A few weeks before LBJ’s withdrawal, Walter Cronkite of CBS, in a special report, concluded that the war in Vietnam was unwinnable.

“But it is increasingly to this reporter, that the only rational way out then, will be to negotiate – not as victors, but as an honorable people who lived up to their pledge to defend democracy, and did the best they could.”

After viewing the report, Johnson is quoted as saying “If I’ve lost Cronkite, I’ve lost middle America.”

“This is at a time when journalism is at its peak in terms of its power to influence public opinion; we don’t have cable rolling around yet,” said Barbero. “Walter Cronkite, he was a member of the family for a lot of Americans because he was in their home every single day.”

Credit University of Oregon

With Johnson out of the picture, much of the push among Democrats was for a “party loyal” candidate. That fell to Vice President Hubert Humphrey, who worked to set up a traditional Democratic labor coalition. But Barbero says that and other coalitions within the party were beginning to splinter.

“You have civil rights activists, Catholics, religious anti-war activists kind of coming around Robert Kennedy; Eugene McCarthy, who’s getting this solid, progressive anti-war vote,” said Barbero. “The southern Democrats, those Dixiecrats that were much more conservative, George Wallace is making a name for himself as well.”

Meanwhile, back at the White House, President Johnson had nearly a year to go until the end of his term. His effectiveness at that time is now grist for debate among historians.

“He’s able to keep the war going – there’s definitely that,” said Barbero. “But in terms of his ability to use his bully pulpit or influence public opinion, it’s really at a low,” said Pensacola State’s Andy Barbero, who contends that LBJ is not given enough credit for his domestic policies, aka the Great Society, which include passage of the Voting and Civil Rights Acts; along with Medicare and Medicaid.
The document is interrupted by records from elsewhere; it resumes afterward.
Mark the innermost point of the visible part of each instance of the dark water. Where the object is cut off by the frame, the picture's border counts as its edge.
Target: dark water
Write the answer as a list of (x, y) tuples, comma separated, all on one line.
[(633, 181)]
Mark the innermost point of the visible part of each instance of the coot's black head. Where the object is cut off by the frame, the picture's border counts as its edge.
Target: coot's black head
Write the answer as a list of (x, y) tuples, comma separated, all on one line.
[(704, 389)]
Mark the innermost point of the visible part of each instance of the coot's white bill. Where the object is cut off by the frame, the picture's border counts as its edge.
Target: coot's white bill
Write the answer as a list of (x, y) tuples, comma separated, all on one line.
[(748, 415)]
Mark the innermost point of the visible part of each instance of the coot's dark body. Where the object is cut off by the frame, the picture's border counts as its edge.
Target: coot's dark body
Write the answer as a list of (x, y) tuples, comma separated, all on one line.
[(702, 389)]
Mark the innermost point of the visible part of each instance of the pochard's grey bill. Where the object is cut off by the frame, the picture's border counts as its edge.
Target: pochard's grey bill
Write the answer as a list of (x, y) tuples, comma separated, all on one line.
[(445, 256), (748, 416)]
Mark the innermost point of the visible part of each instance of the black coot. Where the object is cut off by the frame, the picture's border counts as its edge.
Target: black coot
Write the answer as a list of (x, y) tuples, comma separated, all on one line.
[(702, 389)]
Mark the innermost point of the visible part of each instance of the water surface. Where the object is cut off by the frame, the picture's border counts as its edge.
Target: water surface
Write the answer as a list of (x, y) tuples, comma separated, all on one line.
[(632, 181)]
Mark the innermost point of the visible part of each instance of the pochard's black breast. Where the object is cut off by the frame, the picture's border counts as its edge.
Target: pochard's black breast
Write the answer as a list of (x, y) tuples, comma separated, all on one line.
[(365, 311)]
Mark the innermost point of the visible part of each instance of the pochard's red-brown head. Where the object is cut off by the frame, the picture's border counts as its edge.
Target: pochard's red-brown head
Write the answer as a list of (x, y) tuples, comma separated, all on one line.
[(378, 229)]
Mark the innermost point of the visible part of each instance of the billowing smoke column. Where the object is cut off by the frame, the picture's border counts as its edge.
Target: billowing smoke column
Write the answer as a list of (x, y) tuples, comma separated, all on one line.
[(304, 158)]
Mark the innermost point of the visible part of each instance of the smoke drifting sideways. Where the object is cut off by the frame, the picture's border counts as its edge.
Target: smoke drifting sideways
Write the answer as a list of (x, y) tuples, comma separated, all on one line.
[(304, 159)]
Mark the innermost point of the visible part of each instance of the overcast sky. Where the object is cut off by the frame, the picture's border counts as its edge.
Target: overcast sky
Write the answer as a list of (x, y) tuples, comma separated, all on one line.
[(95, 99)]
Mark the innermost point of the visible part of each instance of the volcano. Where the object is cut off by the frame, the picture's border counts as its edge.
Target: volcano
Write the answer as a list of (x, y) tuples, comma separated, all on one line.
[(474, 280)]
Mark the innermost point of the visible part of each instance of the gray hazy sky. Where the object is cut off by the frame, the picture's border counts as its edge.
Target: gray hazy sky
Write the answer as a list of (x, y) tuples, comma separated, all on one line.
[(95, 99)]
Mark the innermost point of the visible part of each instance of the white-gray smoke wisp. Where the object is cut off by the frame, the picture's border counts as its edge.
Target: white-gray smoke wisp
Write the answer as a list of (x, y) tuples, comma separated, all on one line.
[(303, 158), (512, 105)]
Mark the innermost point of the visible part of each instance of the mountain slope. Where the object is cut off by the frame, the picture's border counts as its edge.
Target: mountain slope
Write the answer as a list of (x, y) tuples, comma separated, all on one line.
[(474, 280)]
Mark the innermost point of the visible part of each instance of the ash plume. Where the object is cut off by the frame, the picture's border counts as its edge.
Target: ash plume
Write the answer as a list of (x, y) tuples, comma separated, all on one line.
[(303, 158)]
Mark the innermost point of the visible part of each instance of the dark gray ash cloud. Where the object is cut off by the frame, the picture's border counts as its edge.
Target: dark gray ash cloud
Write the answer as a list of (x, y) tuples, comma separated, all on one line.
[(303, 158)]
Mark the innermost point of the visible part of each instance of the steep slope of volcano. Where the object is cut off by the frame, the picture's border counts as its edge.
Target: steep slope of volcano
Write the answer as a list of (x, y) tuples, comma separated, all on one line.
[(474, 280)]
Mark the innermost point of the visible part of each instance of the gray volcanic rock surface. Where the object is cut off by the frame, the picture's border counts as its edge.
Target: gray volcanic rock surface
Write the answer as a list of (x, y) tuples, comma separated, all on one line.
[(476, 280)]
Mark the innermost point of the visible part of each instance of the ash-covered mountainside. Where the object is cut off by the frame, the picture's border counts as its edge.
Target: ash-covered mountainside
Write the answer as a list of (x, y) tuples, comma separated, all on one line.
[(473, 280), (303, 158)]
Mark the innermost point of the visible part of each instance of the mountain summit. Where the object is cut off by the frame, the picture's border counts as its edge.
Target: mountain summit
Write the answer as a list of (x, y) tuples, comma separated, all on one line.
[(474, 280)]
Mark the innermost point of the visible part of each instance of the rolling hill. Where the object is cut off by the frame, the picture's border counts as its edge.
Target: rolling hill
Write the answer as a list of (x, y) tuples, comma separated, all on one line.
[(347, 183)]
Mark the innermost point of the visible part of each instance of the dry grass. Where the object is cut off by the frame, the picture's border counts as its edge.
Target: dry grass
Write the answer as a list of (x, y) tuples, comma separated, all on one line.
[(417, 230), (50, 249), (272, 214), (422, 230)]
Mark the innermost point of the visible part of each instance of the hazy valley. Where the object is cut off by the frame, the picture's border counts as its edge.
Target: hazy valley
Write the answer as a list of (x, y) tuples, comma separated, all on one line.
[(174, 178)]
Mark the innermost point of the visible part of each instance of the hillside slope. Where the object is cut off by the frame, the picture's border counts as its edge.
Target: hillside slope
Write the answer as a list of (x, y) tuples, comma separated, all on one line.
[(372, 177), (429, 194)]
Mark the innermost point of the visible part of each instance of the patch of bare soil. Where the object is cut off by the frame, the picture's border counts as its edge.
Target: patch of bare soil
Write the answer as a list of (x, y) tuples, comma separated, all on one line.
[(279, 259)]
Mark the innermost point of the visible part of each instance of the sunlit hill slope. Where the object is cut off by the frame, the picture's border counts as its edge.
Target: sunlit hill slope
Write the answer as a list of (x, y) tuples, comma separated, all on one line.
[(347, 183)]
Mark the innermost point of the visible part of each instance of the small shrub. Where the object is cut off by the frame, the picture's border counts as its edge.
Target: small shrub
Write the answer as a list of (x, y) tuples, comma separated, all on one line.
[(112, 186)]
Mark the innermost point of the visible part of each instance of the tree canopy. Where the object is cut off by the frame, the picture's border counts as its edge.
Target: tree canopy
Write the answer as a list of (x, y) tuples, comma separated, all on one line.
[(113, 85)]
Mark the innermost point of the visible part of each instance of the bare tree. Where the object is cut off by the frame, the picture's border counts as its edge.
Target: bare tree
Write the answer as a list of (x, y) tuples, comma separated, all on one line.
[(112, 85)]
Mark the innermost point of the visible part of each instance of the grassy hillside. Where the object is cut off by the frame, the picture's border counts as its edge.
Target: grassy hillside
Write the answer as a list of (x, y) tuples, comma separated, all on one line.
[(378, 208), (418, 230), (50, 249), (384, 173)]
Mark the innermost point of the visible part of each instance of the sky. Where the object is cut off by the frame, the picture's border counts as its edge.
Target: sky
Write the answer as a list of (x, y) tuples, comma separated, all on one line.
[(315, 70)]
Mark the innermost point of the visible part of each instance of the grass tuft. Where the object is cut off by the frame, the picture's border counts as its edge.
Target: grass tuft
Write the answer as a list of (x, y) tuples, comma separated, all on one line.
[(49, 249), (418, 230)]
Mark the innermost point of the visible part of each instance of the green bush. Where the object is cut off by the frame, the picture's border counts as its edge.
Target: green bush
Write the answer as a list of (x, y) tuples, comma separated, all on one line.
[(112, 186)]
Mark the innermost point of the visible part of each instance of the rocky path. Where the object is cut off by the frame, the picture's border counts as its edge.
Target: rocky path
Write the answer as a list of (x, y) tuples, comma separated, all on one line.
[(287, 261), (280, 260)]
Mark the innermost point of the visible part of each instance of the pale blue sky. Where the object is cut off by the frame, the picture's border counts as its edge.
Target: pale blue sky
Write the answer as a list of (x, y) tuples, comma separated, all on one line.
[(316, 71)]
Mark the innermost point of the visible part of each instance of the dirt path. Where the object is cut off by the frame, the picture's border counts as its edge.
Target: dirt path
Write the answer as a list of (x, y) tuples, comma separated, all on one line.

“[Johnson] said that segregation was leading to the detriment of African-Americans; but he said that segregation was also distracting the white South from its own poverty and destitution,” Barbero said. “So therefore, it had many layers to it.”

Lyndon Baines Johnson passed away of a heart attack on January 22, 1973, at the age of 64; one day before the Paris Peace Accords ending the Vietnam War were concluded and two days after what would have been the end of his second term, had he run and been reelected in 1968.